Covariance Matrix
From this section, we consider multivariate models. First of all, we need a way to measure
the dependence of variables each other.
The covariance between two random variables \(X\) and \(Y\) is defined as
\[
\text{Cov }[X, Y] = \mathbb{E}[(X - \mathbb{E}[X])(Y - \mathbb{E}[Y])].
\]
Here, \((X - \mathbb{E}[X])\) and \((Y - \mathbb{E}[Y])\) are mean deviations which represent
how far the random variables \(X\) and \(Y\) deviate from their respective expected values(means). So, the covariance
measures how these deviation of random variables vary together(joint variation).
Note: \(\text{Cov }[X, Y] = \mathbb{E}[XY]- \mathbb{E}[X]\mathbb{E}[Y]\). So, if \(X\) and \(Y\) are independent,
\(\mathbb{E}[XY] = \mathbb{E}[X]\mathbb{E}[Y]\) and thus \(\text{Cov }[X, Y] = 0\). However, in general, the converse is
NOT true. Zero covariance only tells us there is no linear dependence. The positive(negative) covariance
indicates positive(negative) linear association.
In practice, often we extend this idea to \(n\) random variables. Consider a vector \(x \in \mathbb{R}^n\) whose each
entries represent random variables \(X_1, \cdots X_n\).

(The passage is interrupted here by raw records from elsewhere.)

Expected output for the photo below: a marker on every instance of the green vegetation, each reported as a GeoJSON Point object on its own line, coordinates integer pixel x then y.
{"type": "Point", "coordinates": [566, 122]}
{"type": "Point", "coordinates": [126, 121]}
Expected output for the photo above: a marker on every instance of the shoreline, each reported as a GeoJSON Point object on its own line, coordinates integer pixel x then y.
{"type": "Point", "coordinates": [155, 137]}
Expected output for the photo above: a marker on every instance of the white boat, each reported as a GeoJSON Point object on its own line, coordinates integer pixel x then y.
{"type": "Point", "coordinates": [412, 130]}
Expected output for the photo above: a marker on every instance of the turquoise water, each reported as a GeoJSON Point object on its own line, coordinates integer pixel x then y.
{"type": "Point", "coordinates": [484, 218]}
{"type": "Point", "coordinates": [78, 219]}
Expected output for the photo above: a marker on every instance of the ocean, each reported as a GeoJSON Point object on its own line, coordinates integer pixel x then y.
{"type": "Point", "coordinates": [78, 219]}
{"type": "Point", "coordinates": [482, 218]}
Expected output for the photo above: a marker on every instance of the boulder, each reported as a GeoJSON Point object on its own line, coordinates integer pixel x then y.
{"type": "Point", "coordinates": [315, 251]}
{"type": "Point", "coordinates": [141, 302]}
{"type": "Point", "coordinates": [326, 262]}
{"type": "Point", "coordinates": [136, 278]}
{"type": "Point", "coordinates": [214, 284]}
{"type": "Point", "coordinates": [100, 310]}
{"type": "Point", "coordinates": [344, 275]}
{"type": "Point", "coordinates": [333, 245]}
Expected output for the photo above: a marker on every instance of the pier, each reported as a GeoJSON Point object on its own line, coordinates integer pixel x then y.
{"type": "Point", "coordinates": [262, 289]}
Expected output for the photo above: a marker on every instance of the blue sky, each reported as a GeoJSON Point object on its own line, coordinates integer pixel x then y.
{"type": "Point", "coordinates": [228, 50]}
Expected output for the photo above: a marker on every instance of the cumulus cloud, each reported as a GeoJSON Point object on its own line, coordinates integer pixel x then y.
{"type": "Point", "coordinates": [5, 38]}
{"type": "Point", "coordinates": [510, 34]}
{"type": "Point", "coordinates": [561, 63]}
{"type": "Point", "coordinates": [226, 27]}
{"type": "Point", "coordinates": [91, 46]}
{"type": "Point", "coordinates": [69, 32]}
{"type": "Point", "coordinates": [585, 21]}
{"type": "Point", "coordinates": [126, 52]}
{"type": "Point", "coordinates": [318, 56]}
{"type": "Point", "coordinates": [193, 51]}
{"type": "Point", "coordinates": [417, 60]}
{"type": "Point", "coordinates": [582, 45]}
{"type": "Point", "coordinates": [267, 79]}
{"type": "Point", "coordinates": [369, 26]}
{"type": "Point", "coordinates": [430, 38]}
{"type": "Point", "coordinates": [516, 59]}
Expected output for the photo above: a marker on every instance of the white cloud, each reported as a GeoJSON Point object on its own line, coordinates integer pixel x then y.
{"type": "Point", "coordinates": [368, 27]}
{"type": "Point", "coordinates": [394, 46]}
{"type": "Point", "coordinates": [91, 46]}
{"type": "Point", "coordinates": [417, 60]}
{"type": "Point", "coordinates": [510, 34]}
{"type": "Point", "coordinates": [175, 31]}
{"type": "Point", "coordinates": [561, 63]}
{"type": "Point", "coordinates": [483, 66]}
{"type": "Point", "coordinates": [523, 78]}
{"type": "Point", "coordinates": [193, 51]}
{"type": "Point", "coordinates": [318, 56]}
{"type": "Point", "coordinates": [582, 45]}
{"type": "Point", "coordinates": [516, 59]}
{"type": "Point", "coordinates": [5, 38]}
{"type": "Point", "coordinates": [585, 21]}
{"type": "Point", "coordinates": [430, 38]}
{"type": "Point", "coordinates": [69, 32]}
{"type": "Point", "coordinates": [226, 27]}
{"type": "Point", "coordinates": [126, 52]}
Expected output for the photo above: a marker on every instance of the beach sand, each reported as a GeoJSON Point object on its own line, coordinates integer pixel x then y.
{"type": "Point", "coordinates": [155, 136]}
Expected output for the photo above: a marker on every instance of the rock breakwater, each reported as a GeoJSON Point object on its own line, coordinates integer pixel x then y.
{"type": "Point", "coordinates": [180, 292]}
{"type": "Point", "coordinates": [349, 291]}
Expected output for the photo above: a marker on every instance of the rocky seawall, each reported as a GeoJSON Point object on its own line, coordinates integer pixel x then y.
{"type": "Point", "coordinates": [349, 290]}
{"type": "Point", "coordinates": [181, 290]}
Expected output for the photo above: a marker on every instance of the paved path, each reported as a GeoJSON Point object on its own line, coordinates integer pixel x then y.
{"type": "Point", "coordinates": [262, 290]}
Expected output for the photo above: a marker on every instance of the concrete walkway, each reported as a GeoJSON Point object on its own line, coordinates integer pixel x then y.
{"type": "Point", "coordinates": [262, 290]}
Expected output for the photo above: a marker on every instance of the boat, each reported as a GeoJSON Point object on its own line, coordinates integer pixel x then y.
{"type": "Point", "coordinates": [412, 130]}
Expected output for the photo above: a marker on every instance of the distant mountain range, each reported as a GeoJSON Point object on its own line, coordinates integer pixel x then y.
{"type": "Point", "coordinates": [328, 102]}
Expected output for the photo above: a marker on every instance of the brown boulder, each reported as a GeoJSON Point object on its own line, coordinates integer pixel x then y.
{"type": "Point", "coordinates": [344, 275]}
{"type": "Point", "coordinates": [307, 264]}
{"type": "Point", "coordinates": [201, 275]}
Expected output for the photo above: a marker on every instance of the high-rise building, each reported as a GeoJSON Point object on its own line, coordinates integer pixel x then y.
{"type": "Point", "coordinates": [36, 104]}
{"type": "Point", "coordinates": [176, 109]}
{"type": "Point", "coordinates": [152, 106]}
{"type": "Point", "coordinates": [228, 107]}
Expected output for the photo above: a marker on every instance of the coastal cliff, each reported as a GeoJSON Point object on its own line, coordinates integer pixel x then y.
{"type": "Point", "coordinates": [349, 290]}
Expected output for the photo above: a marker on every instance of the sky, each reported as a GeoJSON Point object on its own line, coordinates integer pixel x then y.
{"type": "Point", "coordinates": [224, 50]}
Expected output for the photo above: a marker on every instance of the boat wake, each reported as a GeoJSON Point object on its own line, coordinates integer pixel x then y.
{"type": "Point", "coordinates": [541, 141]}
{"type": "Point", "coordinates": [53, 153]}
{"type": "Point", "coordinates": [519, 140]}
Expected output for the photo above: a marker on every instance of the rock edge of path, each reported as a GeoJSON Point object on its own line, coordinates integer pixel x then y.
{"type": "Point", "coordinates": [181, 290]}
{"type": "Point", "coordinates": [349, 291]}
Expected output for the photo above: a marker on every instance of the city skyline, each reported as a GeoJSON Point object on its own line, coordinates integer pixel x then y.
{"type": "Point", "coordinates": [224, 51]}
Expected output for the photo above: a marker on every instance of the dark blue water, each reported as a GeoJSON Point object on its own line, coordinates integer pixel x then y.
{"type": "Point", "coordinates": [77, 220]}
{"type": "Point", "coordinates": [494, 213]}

The population covariance matrix of the vector \(x\) is defined as
\[
\begin{align*}
\Sigma &= \text{Cov }[x] \\\\
&= \mathbb{E}[(x - \mathbb{E}[x])(x - \mathbb{E}[x])^T] \\\\
&= \begin{bmatrix}
\text{Var }[X_1] & \text{Cov }[X_1, X_2] & \cdots & \text{Cov }[X_1, X_n] \\
\text{Cov }[X_2, X_1] & \text{Var }[X_2] & \cdots & \text{Cov }[X_2, X_n] \\
\vdots & \vdots & \ddots & \vdots \\
\text{Cov }[X_n, X_1] & \text{Cov }[X_n, X_2] & \cdots & \text{Var }[X_n]
\end{bmatrix} \\\\
&= \mathbb{E }[xx^T] - \mu \mu^T
\end{align*}
\]
Each diagonal entry \(\Sigma_{ii}\) represents the variance of \(X_i\) because
\[
\text{Cov }[X_i, X_i] = \mathbb{E}[(X_i - \mathbb{E}[X_i])^2] = \sigma^2
\]
Also, the total variance of \(\Sigma \) is defined as the trace of \(\Sigma \):
\[
\text{tr } (\Sigma ) = \sum_{i=1}^n \text{Var }[X_i].
\]
The covariance matrix is symmetric because the covariance itself is symmetric:
\[
\Sigma_{ij} = \text{Cov }[X_i, X_j] = \text{Cov }[X_j, X_i] = \Sigma_{ji}.
\]
(Or, for any matrix \(A\), \(\, AA^T\) is symmetric because \((AA^T)^T = (A^T)^TA^T = AA^T \).)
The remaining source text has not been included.